II. REVIEW OF PRECISION-SCALABLE MAC MICROARCHITECTURES
1. One-sided Flexible Bit-width Designs
1) Stripes
In the neural networks, required bit-precision of neurons varies across the layers.
The main concept of the Stripes [4] is that performance can be linearly improved if the computation time is scaled depending
on the bit-width of the neurons. Fig. 1(a) shows the baseline fixed bit-width MAC array. In the baseline design, inputs and
weights are first stored in the input/weight buffers. Inputs are multiplied by weights
after loaded from the buffers. Then, the partial-sum is added and accumulated until
an output number is constructed. Stripes accelerator proposed a serial inner product
(SIP) unit which includes input/weight buffers, AND gates, adder tree, accumulator,
and bit-shift logic. Considering that multipliers usually generate partial products
using AND gates, SIP multiplies the weights by input bits using the AND logic. Fig. 1(b) shows a 2-bit multiplication example. First, 2-bit weights are AND-ed by LSBs of
the 2-bit input numbers. Two partial sums are added and accumulated in the buffer.

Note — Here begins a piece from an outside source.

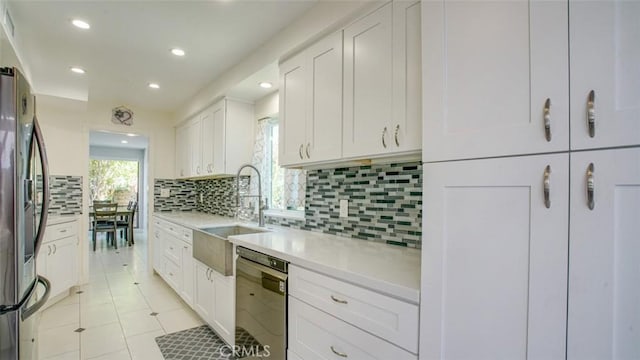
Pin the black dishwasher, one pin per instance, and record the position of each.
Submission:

Second, the 2-bit weights are AND-ed by 2nd bits of the 2-bit inputs. After the AND
and accumulate operations, the SIP unit finishes the 2-bit dot product computation.

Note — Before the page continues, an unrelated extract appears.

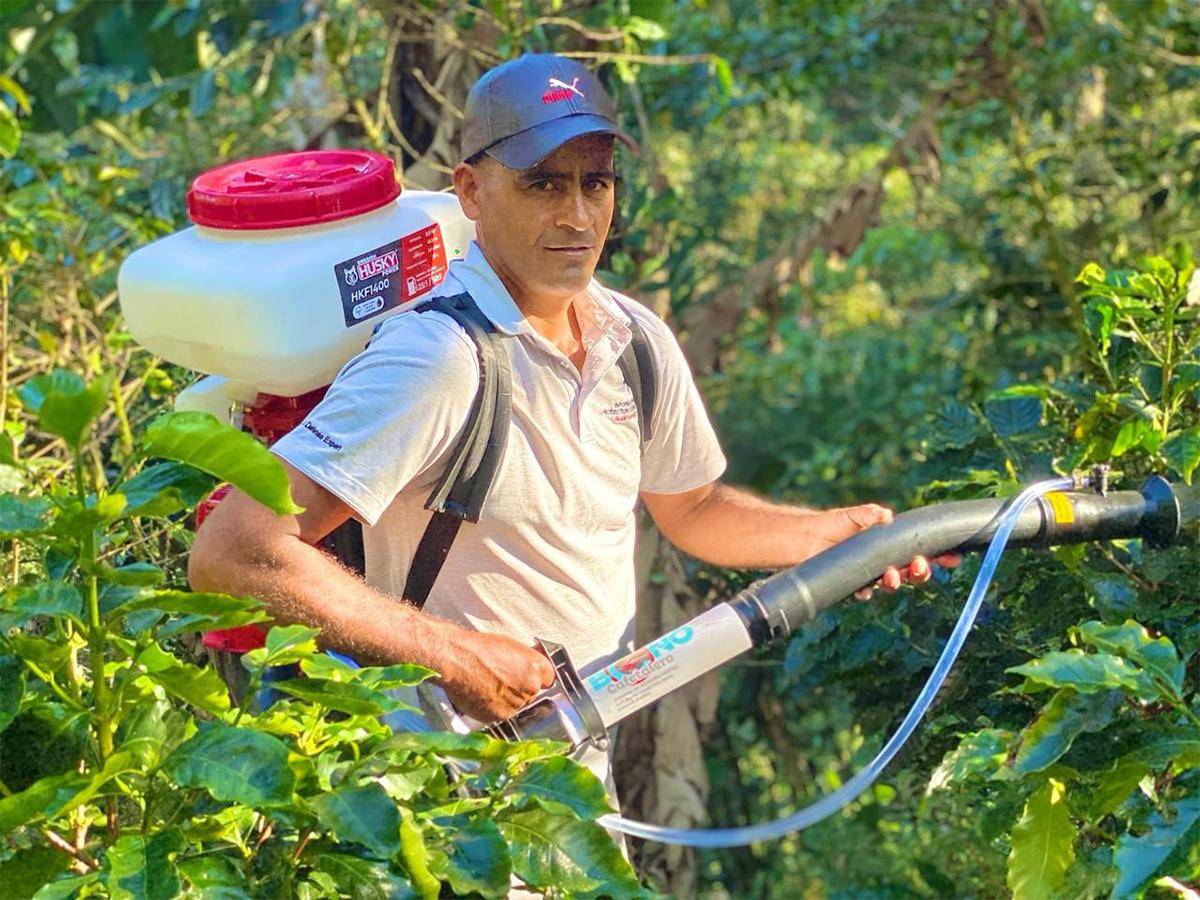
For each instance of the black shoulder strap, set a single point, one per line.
(472, 468)
(642, 378)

The numerical result is exactly the same as the baseline. If the SIP has the same
number of AND gates as the baseline multiplier has, the throughput of the SIP becomes
the same as the baseline inner product unit. For example, the baseline inner product
unit includes two 2-bit multipliers. The SIP can have 8 AND gates, thereby achieving
the same throughput as the baseline design.
Fig. 1. (a) Baseline fixed bit-width MAC unit; (b) serial inner product unit of Stripes[4].
2) UNPU
The processing engine in UNPU [5] deals with fully variable weight bits from 1 to 16-bit precision (Fig. 2). Input number is stored in the buffer and AND-ed by weight bits for `W' clock cycles
(W: \# of weight bits). After the processing engine finishes the multiplications between
inputs/weight pairs, the results are sent to the adder/subtractor tree. Furthermore,
lookup table (LUT)-based bit-serial computation is adopted for energy-efficient matrix
multiplication. Possible partial products are pre-stored in the partial product table.

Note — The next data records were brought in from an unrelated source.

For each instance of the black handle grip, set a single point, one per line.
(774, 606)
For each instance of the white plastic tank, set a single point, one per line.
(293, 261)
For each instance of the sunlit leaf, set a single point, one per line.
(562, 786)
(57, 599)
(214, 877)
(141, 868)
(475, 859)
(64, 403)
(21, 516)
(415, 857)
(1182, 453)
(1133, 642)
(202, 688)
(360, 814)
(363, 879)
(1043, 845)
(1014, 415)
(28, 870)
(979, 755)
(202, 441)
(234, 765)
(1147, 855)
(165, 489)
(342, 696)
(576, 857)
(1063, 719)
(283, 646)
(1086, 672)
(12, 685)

If the same bit-pattern is repeated, the partial product is only fetched from the
table hence maximizing the energy-efficiency.
Fig. 2. Processing engine with fully variable weight bits in UNPU[5].
2. Two-sided Flexible Bit-width Designs
1) Envision
Envision [6] introduced a subword-parallel MAC design scheme. The MAC unit consists of 16 submultipliers.
In the high bit-precision mode (16-bit, Fig. 3(a)), all the submultipliers are turned on to construct high-bit multiplication result.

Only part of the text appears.